9 thoughts on “4 Games to Develop Interpersonal Communication Skills

      1. Lana Cuello

        All are great ideas, thank you for sharing! Here is my variation of “Qui suis-je?” activity. I find that doing it the traditional way results in just one short interaction, all this prep and they are done before I know it. So I decided to give them each a card that they can see, but they don’t show it to the person they speak with, i.e. they hold their partner’s new identity. Student A asks their partner the questions to guess what is written on Student B’s card and Student B, in turn, asks the questions to guess the identity held by Student A. After they guessed correctly, they exchange their cards and find another partner to converse with. They continue until I stop them. Some will talk to more people than others, but they will all talk for the same length of time regardless of how many guesses they’ve managed to complete. And they only prep is writing the words on regular index cards.

  1. Cindy

    Ok so this game is my students favorite however, it comes with a warning that students may become very competitive and a bit aggressive which leads to fun and sometime a knocked down smart board…. oops.. this game is Love Thy Neighbor. Place the chairs in a circle with one less chair than people playing. The object of the game is for the person in middle to get a chair and the others try not to end up in the middle.
    The “it” person asks someone seated, “do you love your neighbor” “aimez-vous vos voisins?” the seated person responds Oui or Non… If they say Oui the two people on either side of the person try to exchange seats prior to the person in the middle sits down… ( I only allow Oui to be used 3 times before it becomes out of bounds for a time so my students are usually very careful with the Yes.) If the seated person responds Non, They say Non, mais j’aime les personnes qui__________. this works with any unit we are on description, food, daily routine whatever. They pull from all the knowledge to fill in the blank. for example Non, mais j’aime les personnes qui a mange le petit-dejeuner ce matin. Then everyone who ate breakfast has to move. My personal favorite it J’aime tous mes eleves… hahaha then i sit back and watch them run.. 🙂

  2. Lana

    A variation of the game shared by Cindy. Could be done to practice inversion questions or just a review of all vocabulary and structures in the form of statements. Good for the end of the year review, when all they can think of is the summer break. I ask my students to prepare a list of “yes/no” inversed questions ahead of time, say 10, but you can ask them to think on their feet. We play outside when it’s warmer, early fall or late spring, on the lawn, because yes, this game can get out of hand and border on dangerous. Those in the circle place a piece of paper under their feet, the person in the middle asks a question (Avez-vous un chien? Aimez-vous le fromage?), those who do, have to switch places with someone else in the circle, but not with those who are directly to their left or right. The asker tries to claim a piece of paper in the circle as well. The person left without paper will become “it”

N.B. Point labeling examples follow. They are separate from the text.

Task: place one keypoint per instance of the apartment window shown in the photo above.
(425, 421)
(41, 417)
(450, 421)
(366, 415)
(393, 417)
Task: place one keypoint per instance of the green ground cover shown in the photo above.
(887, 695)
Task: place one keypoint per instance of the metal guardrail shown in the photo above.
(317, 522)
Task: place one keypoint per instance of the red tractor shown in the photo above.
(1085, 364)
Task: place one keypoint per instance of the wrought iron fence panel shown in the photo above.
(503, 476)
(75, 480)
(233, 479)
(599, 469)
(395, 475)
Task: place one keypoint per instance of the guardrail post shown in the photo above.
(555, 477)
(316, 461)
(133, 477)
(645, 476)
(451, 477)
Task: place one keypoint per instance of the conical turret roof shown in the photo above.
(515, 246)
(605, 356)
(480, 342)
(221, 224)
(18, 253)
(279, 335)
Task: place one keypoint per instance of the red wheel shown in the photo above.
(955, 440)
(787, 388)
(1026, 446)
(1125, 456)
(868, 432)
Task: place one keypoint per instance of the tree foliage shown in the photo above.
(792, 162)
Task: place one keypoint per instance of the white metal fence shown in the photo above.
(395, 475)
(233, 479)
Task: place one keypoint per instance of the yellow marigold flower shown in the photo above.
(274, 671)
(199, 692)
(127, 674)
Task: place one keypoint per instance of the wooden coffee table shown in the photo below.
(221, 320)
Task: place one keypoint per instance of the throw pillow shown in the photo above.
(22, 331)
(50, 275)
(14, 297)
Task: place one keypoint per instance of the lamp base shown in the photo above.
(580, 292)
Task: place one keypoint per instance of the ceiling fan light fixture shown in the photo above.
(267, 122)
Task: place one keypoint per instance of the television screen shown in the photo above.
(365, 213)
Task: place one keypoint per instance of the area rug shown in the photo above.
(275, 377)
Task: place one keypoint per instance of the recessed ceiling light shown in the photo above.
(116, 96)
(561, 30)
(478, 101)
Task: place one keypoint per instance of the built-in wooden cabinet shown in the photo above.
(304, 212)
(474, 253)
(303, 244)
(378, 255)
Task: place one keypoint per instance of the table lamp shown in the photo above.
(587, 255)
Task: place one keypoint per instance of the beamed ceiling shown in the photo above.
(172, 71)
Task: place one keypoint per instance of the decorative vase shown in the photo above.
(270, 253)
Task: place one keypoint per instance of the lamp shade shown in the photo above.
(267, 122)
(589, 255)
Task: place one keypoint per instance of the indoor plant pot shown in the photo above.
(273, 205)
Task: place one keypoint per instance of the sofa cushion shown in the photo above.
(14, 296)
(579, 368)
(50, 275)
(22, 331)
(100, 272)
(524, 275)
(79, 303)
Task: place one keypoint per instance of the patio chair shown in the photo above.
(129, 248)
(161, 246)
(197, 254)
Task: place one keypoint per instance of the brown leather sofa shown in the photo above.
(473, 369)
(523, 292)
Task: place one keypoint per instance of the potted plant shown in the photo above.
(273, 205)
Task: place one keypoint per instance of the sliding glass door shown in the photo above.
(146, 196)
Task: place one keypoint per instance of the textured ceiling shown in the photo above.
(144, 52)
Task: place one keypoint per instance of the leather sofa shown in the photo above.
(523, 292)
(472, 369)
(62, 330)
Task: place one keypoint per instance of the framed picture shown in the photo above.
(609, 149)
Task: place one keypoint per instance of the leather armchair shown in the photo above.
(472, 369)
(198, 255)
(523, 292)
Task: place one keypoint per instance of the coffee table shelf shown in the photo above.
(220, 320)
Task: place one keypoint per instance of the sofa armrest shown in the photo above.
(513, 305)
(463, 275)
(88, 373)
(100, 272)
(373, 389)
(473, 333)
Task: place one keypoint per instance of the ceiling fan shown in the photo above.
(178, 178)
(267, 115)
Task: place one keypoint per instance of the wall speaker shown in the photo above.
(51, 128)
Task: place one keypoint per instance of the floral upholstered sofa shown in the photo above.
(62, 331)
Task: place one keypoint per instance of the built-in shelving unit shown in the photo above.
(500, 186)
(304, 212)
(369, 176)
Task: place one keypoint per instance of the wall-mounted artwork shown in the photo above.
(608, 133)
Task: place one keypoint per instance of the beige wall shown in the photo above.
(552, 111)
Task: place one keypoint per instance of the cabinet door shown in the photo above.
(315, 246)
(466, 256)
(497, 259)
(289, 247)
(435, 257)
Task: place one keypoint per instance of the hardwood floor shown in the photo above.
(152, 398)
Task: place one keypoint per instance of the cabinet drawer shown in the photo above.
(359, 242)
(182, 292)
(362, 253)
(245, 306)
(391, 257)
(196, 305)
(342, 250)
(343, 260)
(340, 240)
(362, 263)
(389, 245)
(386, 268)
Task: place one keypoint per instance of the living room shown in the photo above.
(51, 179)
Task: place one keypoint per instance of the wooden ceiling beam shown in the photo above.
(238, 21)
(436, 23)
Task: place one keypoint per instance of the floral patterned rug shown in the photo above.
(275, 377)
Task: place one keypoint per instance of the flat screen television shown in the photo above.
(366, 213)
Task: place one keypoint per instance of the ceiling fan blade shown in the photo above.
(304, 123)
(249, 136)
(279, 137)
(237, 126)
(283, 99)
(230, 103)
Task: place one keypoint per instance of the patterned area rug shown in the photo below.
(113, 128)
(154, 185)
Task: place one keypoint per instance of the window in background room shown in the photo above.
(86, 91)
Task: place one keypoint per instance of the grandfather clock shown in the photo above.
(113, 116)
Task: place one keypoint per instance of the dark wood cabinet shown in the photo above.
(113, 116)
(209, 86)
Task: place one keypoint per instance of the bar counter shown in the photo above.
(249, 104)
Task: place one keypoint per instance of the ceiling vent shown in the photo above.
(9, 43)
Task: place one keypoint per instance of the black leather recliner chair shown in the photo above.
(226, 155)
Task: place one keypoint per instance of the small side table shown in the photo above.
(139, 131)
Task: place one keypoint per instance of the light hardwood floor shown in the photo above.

    No one mentioned Taboo yet, the ultimate circumlocution game! I’m lucky enough to have a Junior version from France, making it both an authentic resource and a fun vocab practice activity. The cards are organized by category, so I preview and select sets that my students will be familiar with. It always produces lots of rich use of the target language. If you don’t have an official version, the cards are very easy to make with your chosen vocabulary words and “Taboo” words. With novice students I allow them to use the Taboo words, because the task is challenging enough.